Today I am mourning for the lost U.S. Senate and the dashed hopes of a Maine without a bully in the governor’s pulpit. NPR details the grim news as I drive from Galena, Illinois, to Urbana, Indiana. I voted a month ago and have been removed from the political posturing and campaign shenanigans, but the election results forced me to reenter the real world. After the analysis and editorializing of Monday (Wednesday?) morning quarterbacks, Diane Rehm hosted an uplifting show with Peter Yarrow and Noel Paul Stookey, who sang and talked about their 50 years of music and protest (along with Mary Travers). And their commitment to carrying on the good fight. The day got better as I belted out along with them, “If I Had a Hammer.”

I arrived in Galena, Illinois, late the previous night, about 7:30 p.m. after a near-miss with a beautiful, antlered deer. I saw what I thought was a person on the side of the road, swerved and just brushed against the big buck. I could see his face and feel his presence close to me. I felt a link to him—both of us happy our encounter ended well. Not long afterward, a skunk scuttled across the road in front of me. Again, I just missed him and was equally happy to have come away unscathed. John has plenty of skunk de-scenter, but it wouldn’t have done me any good.

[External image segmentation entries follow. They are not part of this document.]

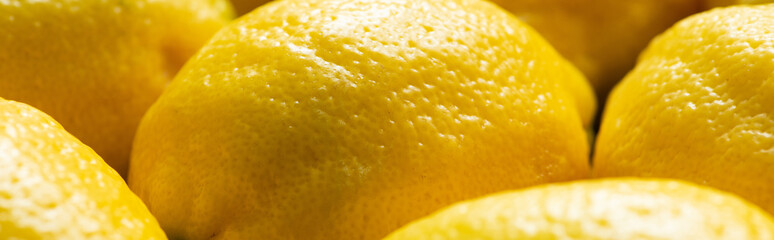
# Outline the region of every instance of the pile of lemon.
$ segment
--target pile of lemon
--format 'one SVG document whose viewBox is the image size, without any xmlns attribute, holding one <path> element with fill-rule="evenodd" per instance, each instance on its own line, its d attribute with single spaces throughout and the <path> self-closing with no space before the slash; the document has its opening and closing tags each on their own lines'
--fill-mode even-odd
<svg viewBox="0 0 774 240">
<path fill-rule="evenodd" d="M 770 1 L 265 2 L 0 0 L 0 239 L 774 239 Z"/>
</svg>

Driving across Iowa again after leaving Minneapolis, I had to train myself not to react to the tumbleweed as it rolled into my path and onto the other side of the road. Big balls of what looked like twine tumbled into the road and beyond, carried by the winds that blow steadily across the plains. The Mississippi River made its appearance again in Illinois. Hard to believe its mighty waters reach from Minnesota to Illinois and all the way to New Orleans.

Steve, a former VISTA who volunteered to put me up for the night in Galena, had been working at the polls all day and had not returned when I arrived. Marlin, a handyman who works with him on his house, greeted me instead. We had an interesting chat about his travels and his work delivering supplies to food pantries in the area. When I told him I was from Maine, he asked (kiddingly) if that was in Canada, since it was “waaaay up there.” (Of course, Illinois is 40 degrees North latitude and the southern part of Maine is only 43.4 degrees North).
When Steve arrived home, he told me about his service in AmeriCorps, the Peace Corps (he served for eight months in Jordan), and his VISTA assignment with the food bank where Marlin works. Instead of taking the stipend as I did, he opted for the educational benefit and studied Spanish in Honduras and Argentina. Now that his VISTA stint has ended, he’s focusing on finishing his house. Located on a country hillside, the house is open concept with a loft, beautiful tiled floors upstairs and down, and huge windows and skylights with views of fields and sky. He said that now that the corn crops have been cut, he often sees deer grazing in the fields. I slept in a downstairs bedroom on a wonderfully comfortable bed.
John would have envied the huge ladder in the entryway, which Steve purchased in order to work on the skylight trim. As big as it was, however, the ladder didn’t quite reach. Steve wasn’t sure what his next step would be. Meanwhile, the ladder rests on the wall below the skylight, the ends covered with a pair of socks to protect the finish.
Before I left for Indiana, Steve provided a delicious breakfast of nuts and dried fruit mixed with cereal, orange juice, and strong coffee. He told me about his life and the twists and turns it had taken from graduate school to his work as a driver (including a brief stint as a fork lift operator), various other jobs, and as a security guard at high-end stores over the past decades. A self-described gambler, he has visited casinos throughout the world. He gave me a magnet from a casino in Reno as a keepsake and a book and sent me off with a yogurt drink and a map of Illinois, after outlining an alternate route, which I took, to avoid Chicago traffic.
The traffic into Indiana, however, held me up for at least a half-hour. A huge line of trucks loomed over my little car as we waited for who-knows-what to clear so we could continue on our way.
I finally arrived at Sherilyn and Phil’s in Urbana at around 5 pm after losing an hour when I crossed another time zone somewhere within Indiana. Now I’m on Maine time, so I should be used to it by the time I arrive home. I hadn’t seen Sherilyn since 1978 and yet she looked just as I remembered her. It was so good to see her again! We’ve already begun the recitation of stories our families shared during our long association. Her father and mine were Army buddies, and the two families became close friends. Every two or three years, one family would travel to Indiana or Maine for a visit. There’s a lot of history there.